Она раскрыла сумочку, чем-то где-то записала телефон и исчезла прежде, чем Самоваров успел открыть рот и что-то возразить. Легка очень, очень быстра… Как и не было её. Исчезла, пока Самоваров прощался с Ольгой. Как он теперь ни озирался, не мог увидеть на улице Восстаний ничего достойного, кроме Ольгиной фигуры в боярской шубе до пят. Снегу ещё не было, но все надели зимнее — наступили холода. У Ольги была роскошная шуба, да и сама она была статная и прямая. Но при виде этой шубы Самоварову всегда лезло в голову гоголевское: «Казалось, что по улице движется кадь». Уважая Ольгу, он не мог вспоминать всякий раз кадь. Высокой и мощной фигурой, круглым лицом, несколько кукольным и с румянцем, большими синими глазами Ольга всё определённее напоминала ему одну из кустодиевских купчих. Имелась у неё и толстая, в руку, тёмно-русая коса, временами — скрученная на затылке, временами — девически перекинутая через плечо. Но «кустодиевское» впечатление оказывалось обманчивым. Ольга не была ни ленивой, ни сонной, ни глупой. Наоборот, она занималась своим отделом живописи с толком и рвением, говорившими об упорном честолюбии. Она была по-детски принципиальна и имела прекрасную семью, состоящую из мужа, кандидата каких-то наук вроде минераловедения, и двух взрослых сыновей, таких же высоких и мощных, как она, с такими же круглыми синими глазами. Ольга была неутомимой валькирией нетского авангарда, часто печатала в специальных изданиях добротные, утопающие в сносках статьи, выступала на всяческих искусствоведческих сборищах и жила припеваючи, пока с нею не стряслась беда. Не беда даже, так, конфуз, от которого дала трещину её победоносная ясность… Дело было так…
Когда стало известно, что Оленькова назначили директором музея, один коллекционер столовых ложек, по совместительству журналист, с улыбочкой предупредил Самоварова: «Что, коллектив у вас, кажется, бабский? Ну, этот всех огуляет!» Реплика была интригующая. Николаю сразу привиделся некто с мускулами Шварценеггера, голливудской улыбкой и капризным носиком Алена Делона. Так Самоваров по своему убожеству представлял покорителя женщин. Оленьков оказался брюнетом ничем не выдающегося роста.

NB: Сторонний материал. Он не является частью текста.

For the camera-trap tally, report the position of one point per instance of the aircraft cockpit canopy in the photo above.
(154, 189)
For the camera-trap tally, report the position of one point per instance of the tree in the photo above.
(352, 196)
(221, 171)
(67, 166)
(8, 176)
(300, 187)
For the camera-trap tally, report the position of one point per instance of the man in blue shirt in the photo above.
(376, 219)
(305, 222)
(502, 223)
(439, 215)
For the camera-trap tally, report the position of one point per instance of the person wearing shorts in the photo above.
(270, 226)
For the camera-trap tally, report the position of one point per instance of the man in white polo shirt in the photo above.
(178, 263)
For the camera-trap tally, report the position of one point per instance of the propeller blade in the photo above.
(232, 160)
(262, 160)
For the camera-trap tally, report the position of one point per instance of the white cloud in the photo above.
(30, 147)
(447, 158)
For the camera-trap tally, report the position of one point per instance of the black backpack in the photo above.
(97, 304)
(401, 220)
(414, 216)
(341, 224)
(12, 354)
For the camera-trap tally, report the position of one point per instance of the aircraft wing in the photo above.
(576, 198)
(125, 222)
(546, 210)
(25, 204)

Лицо его не запоминалось с первого раза, хотя он носил аккуратную бороду. Баритон его тоже не выходил из ряда вон. Но Самоваров, должно быть, ничего не смыслил в таких вещах, должно быть, и лицо Оленькова сразу поражало женщин, и баритон бередил душу, потому что вышло именно так, как пророчил собиратель ложек. Музейные дамы были от Оленькова без ума. Сколько ни просил Самоваров Веру Герасимовну не передавать ему сплетен, сведения об успехах Оленькова поступали исправно. Первыми жертвами его прославленного шарма пали две молоденькие уборщицы, очень интеллигентные безработные филологички. Кассирша, не старая и румяная, тоже вскоре была причислена к удостоившимся директорского внимания. Затем пришёл черёд бухгалтерии и прочих служб. Сама Вера Герасимовна находила Оленькова приятным и обходительным, но излишества осуждала.